Esta es una oportunidad única ¡Y no puedes morirte antes de llenarlo, sería una
pena terrible!
El payaso tenía bastante prisa, y
cuando salió de la habitación Juan quedó pensativo, mirando el saco. Lo que le
había contado su nuevo amigo parecía maravilloso, y no perdía nada por probar.
Ese mismo día, cuando llegó su mamá a verle, él mostró la mejor de sus
sonrisas, e hizo un esfuerzo por estar más alegre que de costumbre, pues sabía
que aquello la hacía feliz. Después, cuando estuvo solo, escribió en un papel:
“hoy sonreí para mamá”. Y lo echó al saco.
A la mañana siguiente, nada más
despertar, corrió a ver el saco ¡Allí estaba! ¡Un auténtico billete del cielo!
Tenía un aspecto tan mágico y maravilloso, que el niño se llenó de ilusión, y
el resto del día no dejó de hacer todo aquello que sabía que alegraba a los
doctores y enfermeras, y se preocupó por acompañar a otros niños que se sentían
más solos. Incluso contó chistes a su hermanito y tomó unos libros para
estudiar un poquito. Y por cada una de aquellas cosas, echó su papelito al
saco.
Y así, cada día, el niñó despertaba
con la ilusión de contar sus nuevos billetes del cielo, y conseguir muchos más.
Se esforzaba cuanto podía, porque se había dado cuenta de que no servía el
truco de juntar los billetes en el saco de cualquier manera: cada noche el
ángel los colocaba de la forma en que menos ocupaban. Y Juan se veía obligado a
seguir haciendo buenas obras a toda velocidad, con la esperanza de conseguir
llenar el saco antes de ponerse demasiado enfermo...

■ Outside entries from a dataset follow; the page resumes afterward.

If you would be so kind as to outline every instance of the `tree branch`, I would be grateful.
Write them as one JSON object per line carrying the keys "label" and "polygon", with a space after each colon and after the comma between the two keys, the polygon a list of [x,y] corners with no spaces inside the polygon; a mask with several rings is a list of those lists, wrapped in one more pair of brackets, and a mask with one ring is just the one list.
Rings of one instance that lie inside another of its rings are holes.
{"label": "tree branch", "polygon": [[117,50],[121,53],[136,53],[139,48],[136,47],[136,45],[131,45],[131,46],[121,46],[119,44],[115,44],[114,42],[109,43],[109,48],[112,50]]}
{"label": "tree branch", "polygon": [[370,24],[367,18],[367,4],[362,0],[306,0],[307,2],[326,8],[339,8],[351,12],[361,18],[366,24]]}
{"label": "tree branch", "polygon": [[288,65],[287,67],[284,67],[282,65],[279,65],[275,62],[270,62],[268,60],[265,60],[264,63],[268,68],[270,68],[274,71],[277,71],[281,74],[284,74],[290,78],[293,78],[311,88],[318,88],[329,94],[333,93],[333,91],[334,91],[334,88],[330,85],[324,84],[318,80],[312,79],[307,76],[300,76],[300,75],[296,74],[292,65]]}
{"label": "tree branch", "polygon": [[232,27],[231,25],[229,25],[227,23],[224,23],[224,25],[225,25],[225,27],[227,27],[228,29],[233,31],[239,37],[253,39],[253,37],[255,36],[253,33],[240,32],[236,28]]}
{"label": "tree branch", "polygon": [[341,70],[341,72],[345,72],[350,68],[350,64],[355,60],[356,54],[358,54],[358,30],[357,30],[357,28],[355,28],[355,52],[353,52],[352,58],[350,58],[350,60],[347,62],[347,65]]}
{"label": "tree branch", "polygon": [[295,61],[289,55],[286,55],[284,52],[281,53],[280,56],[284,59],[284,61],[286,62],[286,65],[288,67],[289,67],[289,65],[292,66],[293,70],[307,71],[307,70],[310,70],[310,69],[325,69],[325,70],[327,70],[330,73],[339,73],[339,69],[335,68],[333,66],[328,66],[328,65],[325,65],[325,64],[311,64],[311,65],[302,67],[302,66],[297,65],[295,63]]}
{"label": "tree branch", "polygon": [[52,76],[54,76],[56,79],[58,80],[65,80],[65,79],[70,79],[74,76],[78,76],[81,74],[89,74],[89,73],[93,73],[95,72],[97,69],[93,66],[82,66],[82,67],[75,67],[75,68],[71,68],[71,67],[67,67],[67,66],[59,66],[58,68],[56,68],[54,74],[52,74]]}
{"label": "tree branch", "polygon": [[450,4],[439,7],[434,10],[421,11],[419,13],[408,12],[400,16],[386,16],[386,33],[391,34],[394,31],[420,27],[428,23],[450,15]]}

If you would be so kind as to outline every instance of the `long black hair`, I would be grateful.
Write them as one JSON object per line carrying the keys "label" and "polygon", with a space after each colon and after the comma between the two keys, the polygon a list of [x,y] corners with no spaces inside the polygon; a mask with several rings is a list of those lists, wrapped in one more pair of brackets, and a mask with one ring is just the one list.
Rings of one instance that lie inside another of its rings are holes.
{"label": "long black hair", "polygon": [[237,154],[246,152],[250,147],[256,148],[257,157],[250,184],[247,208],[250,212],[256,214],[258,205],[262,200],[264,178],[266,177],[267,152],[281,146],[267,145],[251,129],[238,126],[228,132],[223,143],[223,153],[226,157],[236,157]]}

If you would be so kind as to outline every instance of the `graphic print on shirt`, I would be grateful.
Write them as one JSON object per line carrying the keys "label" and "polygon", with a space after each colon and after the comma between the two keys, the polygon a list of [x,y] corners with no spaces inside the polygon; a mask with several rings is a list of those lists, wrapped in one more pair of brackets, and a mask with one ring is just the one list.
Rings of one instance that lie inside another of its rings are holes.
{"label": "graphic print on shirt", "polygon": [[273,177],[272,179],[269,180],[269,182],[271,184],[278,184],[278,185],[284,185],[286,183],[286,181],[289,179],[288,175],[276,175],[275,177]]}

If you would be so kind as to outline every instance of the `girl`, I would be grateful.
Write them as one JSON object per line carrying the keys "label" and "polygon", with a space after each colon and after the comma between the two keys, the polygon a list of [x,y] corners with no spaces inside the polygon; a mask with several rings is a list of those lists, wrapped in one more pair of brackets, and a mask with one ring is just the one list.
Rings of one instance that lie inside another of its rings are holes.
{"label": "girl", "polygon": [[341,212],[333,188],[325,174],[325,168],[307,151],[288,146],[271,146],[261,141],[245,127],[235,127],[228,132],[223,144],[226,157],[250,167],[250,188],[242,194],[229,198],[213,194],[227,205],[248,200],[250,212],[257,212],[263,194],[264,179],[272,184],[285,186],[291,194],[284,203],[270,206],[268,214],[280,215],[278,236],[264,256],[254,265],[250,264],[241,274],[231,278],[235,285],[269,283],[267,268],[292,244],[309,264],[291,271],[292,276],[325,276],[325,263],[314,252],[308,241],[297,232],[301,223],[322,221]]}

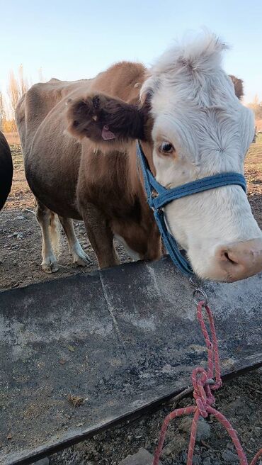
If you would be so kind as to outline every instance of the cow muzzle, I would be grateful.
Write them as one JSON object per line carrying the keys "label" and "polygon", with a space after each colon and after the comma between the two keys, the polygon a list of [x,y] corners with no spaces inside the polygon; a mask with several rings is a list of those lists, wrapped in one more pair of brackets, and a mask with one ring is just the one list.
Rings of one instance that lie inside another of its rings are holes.
{"label": "cow muzzle", "polygon": [[220,247],[209,278],[224,282],[245,279],[262,271],[262,238]]}

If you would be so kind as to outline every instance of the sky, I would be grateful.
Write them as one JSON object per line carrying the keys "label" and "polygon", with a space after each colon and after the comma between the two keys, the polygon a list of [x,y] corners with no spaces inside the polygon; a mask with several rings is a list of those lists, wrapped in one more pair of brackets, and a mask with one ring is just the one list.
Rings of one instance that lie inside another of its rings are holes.
{"label": "sky", "polygon": [[154,62],[207,28],[231,46],[224,65],[262,100],[261,0],[0,0],[0,90],[23,64],[32,82],[89,78],[123,60]]}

Y aunque aún tuvo muchos días,
nunca llegó a llenar el saco. Juan, que se había convertido en el niño más
querido de todo el hospital, en el más alegre y servicial, terminó curándose
del todo. Nadie sabía cómo: unos decían que su alegría y su actitud tenían que
haberle curado a la fuerza; otros estaban convencidos de que el personal del
hospital le quería tanto, que dedicaban horas extra a tratar de encontrar
alguna cura y darle los mejores cuidados.

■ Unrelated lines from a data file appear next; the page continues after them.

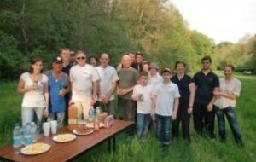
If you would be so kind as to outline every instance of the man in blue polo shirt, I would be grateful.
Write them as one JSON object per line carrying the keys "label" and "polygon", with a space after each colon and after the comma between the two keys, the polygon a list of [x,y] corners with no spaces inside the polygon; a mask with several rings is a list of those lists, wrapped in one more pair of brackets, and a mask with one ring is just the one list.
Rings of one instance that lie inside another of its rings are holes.
{"label": "man in blue polo shirt", "polygon": [[213,91],[218,90],[219,80],[211,70],[212,59],[204,56],[201,59],[202,69],[194,75],[195,85],[195,104],[193,109],[194,125],[196,132],[202,134],[203,128],[210,138],[215,138],[214,118],[212,110],[215,97]]}

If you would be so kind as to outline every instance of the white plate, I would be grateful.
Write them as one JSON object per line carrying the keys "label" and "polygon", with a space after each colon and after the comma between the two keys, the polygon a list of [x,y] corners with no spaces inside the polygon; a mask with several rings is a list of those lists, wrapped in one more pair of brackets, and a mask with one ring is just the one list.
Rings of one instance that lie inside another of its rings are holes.
{"label": "white plate", "polygon": [[20,153],[25,155],[36,155],[49,150],[50,145],[47,143],[37,142],[23,148]]}
{"label": "white plate", "polygon": [[55,142],[67,142],[73,141],[77,138],[77,136],[71,134],[71,133],[66,133],[66,134],[59,134],[57,136],[55,136],[52,139]]}
{"label": "white plate", "polygon": [[[86,126],[89,128],[94,128],[93,123],[87,123]],[[104,127],[104,124],[103,123],[100,123],[100,128]]]}
{"label": "white plate", "polygon": [[90,135],[93,133],[93,129],[91,129],[90,131],[86,132],[86,133],[79,133],[76,130],[73,130],[73,134],[76,134],[76,135]]}

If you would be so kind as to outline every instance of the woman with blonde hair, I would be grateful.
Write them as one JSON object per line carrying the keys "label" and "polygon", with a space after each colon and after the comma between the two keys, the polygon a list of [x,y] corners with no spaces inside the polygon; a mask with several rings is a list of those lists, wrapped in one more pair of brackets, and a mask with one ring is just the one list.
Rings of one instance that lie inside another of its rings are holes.
{"label": "woman with blonde hair", "polygon": [[29,72],[21,74],[18,93],[23,94],[21,104],[22,123],[31,123],[36,113],[37,124],[42,119],[43,113],[48,116],[48,77],[43,73],[43,62],[39,58],[31,60]]}

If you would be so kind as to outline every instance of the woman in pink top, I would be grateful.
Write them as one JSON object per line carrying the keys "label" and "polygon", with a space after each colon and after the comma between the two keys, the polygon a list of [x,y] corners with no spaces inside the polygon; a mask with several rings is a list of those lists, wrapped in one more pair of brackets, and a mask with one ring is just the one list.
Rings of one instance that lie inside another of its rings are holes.
{"label": "woman in pink top", "polygon": [[236,100],[240,95],[241,81],[233,77],[234,66],[226,65],[224,69],[224,78],[219,79],[220,90],[214,91],[217,97],[214,103],[218,117],[219,137],[222,142],[226,142],[225,116],[229,121],[236,142],[243,146],[241,131],[236,114]]}

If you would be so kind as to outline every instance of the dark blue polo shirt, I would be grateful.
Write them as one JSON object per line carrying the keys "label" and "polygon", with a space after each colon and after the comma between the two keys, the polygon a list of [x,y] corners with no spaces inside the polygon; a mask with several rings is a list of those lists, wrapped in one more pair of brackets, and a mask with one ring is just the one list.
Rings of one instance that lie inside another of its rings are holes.
{"label": "dark blue polo shirt", "polygon": [[185,74],[180,80],[178,79],[177,75],[172,77],[171,81],[176,84],[178,87],[178,91],[180,94],[179,104],[183,105],[185,107],[189,107],[189,95],[190,91],[189,88],[189,84],[193,83],[191,77]]}
{"label": "dark blue polo shirt", "polygon": [[207,104],[213,96],[213,89],[219,87],[218,76],[212,71],[207,75],[201,71],[194,75],[193,80],[197,87],[195,95],[195,102]]}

El caso es que todos decían la
verdad, porque tal y como el payaso había visto ya muchas veces, sólo había que
poner un poquito de cielo cada noche en su saco gris para que lo que parecía
una vida que se apaga, fueran los mejores días de toda una vida, durase lo que
durase.
MENSAJE:
La ilusión por hacer el bien hasta
el final mejora la actitud vital, y es fuente de esperanza y salud para quienes
sufren enfermedades graves.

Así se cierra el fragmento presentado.